The fresh strikes come as Israeli Prime Minister Benjamin Netanyahu pledges to "take whatever action is necessary to restore security and to bring our people safe back to their homes" near the Lebanese border in the north of the country.

Asked by ABC "This Week" anchor George Stephanopoulos if escalation in the region is inevitable, Kirby said the White House believes a "diplomatic solution" is still possible.

"We believe that there are better ways to try to get those Israeli citizens back in their homes up in the north, and to keep those that are there, there safely, than a war, than an escalation, then opening up a second front there at that border with Lebanon against Hezbollah," Kirby said.

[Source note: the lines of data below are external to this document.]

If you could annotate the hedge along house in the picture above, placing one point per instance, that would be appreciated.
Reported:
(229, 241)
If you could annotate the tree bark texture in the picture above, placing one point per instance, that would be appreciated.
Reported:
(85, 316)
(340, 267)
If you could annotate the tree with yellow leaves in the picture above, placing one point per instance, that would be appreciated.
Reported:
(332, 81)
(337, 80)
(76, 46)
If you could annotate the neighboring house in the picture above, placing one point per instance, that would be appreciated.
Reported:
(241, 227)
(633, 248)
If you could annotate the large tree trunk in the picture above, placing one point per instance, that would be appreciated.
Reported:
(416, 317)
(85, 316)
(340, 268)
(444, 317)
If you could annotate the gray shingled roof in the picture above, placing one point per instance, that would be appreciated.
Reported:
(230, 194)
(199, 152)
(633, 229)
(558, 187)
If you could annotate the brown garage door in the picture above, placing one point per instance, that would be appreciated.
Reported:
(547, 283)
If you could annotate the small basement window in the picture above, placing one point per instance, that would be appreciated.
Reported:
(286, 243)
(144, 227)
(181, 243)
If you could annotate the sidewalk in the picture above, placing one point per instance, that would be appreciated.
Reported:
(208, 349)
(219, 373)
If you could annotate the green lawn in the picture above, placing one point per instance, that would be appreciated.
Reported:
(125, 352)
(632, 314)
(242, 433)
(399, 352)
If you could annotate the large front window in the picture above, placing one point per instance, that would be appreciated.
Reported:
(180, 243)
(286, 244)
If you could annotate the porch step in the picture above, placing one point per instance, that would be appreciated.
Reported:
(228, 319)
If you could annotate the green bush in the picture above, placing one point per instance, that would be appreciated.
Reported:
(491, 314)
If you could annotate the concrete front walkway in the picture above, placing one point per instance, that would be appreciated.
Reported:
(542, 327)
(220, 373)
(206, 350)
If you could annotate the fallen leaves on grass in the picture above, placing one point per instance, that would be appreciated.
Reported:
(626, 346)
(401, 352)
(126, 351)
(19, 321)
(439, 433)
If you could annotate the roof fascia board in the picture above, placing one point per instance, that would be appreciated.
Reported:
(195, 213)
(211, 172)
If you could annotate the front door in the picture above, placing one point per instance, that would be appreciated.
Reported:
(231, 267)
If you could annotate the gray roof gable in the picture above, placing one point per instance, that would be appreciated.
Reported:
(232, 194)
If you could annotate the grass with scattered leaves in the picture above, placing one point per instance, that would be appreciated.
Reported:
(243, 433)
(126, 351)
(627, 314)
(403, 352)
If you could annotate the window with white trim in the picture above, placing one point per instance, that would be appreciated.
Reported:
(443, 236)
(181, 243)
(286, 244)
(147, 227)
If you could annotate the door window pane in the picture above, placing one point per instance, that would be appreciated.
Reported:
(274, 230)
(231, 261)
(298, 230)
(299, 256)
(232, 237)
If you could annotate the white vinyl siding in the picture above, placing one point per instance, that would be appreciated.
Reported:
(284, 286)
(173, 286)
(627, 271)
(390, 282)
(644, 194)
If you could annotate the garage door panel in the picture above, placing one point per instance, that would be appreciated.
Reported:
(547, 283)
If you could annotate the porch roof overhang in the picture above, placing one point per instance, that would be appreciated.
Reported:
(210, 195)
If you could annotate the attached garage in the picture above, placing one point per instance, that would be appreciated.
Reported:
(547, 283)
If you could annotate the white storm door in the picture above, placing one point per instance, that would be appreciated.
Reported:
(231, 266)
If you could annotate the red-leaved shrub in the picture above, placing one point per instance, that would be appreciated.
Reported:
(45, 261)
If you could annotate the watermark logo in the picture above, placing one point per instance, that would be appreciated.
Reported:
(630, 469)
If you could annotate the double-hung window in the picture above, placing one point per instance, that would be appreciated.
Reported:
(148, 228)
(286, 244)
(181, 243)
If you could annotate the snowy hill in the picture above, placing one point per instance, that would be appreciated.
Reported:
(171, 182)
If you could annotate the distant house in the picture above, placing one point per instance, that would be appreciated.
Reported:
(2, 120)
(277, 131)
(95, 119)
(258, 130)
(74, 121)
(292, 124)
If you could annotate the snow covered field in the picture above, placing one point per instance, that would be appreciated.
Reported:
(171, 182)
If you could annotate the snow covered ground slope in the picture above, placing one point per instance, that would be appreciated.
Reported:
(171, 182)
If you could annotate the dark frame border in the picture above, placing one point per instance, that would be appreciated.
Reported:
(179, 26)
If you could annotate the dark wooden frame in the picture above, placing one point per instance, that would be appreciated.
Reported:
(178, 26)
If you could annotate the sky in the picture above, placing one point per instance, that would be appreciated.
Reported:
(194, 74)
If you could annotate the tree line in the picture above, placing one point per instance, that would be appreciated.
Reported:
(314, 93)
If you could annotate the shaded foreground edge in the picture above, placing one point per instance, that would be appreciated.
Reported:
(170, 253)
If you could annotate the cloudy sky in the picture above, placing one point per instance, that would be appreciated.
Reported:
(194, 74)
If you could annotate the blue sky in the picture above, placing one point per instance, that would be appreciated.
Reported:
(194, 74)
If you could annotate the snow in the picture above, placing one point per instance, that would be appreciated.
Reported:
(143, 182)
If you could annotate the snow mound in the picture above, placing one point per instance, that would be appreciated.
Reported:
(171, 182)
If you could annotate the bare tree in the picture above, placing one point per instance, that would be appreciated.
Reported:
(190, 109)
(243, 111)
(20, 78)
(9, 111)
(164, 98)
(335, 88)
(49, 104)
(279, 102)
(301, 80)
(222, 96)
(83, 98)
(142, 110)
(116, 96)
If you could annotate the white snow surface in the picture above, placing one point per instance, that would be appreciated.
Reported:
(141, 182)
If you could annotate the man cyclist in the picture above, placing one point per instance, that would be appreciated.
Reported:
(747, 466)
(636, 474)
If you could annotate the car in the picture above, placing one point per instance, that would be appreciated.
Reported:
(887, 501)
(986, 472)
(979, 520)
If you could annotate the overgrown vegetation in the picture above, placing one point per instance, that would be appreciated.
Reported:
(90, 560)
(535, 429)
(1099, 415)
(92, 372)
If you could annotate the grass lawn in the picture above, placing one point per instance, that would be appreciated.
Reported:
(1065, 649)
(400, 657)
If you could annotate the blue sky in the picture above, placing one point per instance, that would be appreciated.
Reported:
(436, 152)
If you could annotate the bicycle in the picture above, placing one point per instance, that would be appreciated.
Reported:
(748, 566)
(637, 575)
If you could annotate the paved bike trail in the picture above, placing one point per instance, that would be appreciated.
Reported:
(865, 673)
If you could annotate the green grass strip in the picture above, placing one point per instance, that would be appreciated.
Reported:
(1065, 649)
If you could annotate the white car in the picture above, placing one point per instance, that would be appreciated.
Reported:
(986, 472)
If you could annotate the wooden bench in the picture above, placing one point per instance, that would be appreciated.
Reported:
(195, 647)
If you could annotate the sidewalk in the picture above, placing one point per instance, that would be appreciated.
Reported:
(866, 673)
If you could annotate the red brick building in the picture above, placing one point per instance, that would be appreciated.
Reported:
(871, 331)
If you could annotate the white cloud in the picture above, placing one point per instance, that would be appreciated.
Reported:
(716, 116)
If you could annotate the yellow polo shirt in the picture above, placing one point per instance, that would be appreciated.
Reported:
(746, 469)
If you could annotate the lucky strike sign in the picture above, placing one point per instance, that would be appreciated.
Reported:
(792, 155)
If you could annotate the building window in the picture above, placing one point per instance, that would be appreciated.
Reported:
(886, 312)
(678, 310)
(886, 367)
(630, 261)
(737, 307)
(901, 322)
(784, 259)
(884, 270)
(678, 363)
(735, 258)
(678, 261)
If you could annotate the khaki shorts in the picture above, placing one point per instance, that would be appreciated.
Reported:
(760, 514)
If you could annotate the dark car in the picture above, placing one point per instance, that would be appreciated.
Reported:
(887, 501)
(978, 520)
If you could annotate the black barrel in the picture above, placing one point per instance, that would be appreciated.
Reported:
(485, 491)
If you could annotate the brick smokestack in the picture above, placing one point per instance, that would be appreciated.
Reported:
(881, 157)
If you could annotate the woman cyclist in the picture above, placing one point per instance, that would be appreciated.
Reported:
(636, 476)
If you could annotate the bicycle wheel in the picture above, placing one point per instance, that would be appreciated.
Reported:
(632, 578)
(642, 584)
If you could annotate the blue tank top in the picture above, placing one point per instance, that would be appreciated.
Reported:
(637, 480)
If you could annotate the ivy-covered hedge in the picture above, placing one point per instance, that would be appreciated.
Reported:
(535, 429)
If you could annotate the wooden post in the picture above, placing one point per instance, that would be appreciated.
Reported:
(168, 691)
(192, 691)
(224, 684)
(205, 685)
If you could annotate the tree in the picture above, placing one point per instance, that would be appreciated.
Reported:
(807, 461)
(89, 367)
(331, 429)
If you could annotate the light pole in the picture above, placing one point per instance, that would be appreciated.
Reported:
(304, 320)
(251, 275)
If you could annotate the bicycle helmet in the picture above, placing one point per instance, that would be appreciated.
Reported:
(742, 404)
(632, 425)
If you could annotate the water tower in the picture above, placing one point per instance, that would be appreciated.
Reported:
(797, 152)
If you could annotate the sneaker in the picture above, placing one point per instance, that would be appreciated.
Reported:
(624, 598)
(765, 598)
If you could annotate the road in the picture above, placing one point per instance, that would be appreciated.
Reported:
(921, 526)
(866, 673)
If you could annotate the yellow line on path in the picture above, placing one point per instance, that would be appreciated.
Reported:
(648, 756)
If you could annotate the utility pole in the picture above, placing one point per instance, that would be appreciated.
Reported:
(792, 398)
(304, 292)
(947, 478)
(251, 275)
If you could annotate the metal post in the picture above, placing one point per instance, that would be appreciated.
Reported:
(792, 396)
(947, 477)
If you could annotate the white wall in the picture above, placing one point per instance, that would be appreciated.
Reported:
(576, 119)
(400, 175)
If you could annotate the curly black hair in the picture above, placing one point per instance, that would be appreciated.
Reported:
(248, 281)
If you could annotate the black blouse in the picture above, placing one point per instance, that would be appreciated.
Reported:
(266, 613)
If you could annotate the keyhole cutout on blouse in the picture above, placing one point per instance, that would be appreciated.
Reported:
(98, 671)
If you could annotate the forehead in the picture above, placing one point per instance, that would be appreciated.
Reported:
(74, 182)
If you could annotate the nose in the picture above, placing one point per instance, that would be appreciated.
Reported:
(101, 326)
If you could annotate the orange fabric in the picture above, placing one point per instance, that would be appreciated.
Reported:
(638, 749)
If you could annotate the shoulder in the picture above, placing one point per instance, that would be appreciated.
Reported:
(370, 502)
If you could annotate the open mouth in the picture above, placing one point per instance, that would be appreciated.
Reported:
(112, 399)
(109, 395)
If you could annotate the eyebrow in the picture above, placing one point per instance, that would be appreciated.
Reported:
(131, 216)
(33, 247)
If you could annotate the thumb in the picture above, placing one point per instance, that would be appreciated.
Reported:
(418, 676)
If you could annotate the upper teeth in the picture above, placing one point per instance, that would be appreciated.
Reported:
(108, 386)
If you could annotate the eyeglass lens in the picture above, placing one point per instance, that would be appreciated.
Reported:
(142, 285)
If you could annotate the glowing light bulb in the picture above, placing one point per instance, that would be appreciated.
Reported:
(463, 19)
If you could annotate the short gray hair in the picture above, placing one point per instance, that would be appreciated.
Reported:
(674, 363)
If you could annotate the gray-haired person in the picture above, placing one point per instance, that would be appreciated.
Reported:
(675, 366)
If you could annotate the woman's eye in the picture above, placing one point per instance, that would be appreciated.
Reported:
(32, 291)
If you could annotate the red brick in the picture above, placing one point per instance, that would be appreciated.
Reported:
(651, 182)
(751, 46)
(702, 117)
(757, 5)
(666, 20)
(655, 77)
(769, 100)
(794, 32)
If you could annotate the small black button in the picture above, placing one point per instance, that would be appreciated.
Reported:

But Stephanopoulos pushed back, noting it seems like Netanyahu is not listening to the United States's consistent pleas for de-escalation.

"Look, the prime minister can speak for himself and what -- and what -- what policy he’s trying to pursue, what operations he’s trying to conduct. We’ll, of course, recognize that the tensions are much higher now than they were even just a few days ago. ... But all that does, George, is underscore for us how important it is to try to find a diplomatic solution," he said.

Hezbollah called the Sunday assault an “initial response” to attacks from Israel earlier this week. In Lebanon and Syria, thousands of people were injured Tuesday by exploding pagers used by Hezbollah members as part of an Israeli operation. Another round of attacks targeting two-way radios used by the group followed on Wednesday. The two attacks killed at least 39 people and injured more than 3,000, according to the Lebanese Health Ministry.

Kirby reiterated that the U.S. was “not involved” in these attacks, but refused to say much more than that, saying he would not "get into the details."

"I will just say, though, George, that we are watching all of these escalating tensions that have been occurring over the last week or so with great concern, and we want to make sure that we can continue to do everything we can to try to prevent this from becoming an all-out war there with Hezbollah across that Lebanese border," he said.

A panel of United Nations specialists in international law and human rights has condemned Israel’s use of the exploding devices as illegal “booby traps” with the potential of harming civilians.

Israel had a hand in the manufacturing of the devices with this type of "supply chain interdiction" operation having been planned for at least 15 years, a U.S. intelligence source confirmed to ABC News.

In response to a question about the security of U.S. supply chains, Kirby said that President Joe Biden “has made it clear that he wants the American supply chain to be as resilient and as vibrant as possible.”

The attacks, including Israel's Friday strike on a Beirut suburb that took out a top Hezbollah commander, signal a new stage of escalation in the Middle East and raise fears of that they will increase the likelihood of an expanded conflict in the region.

How these recent attacks impact the efforts to achieve a cease-fire between Israeli and terrorist organization Hamas in Gaza remains an open question.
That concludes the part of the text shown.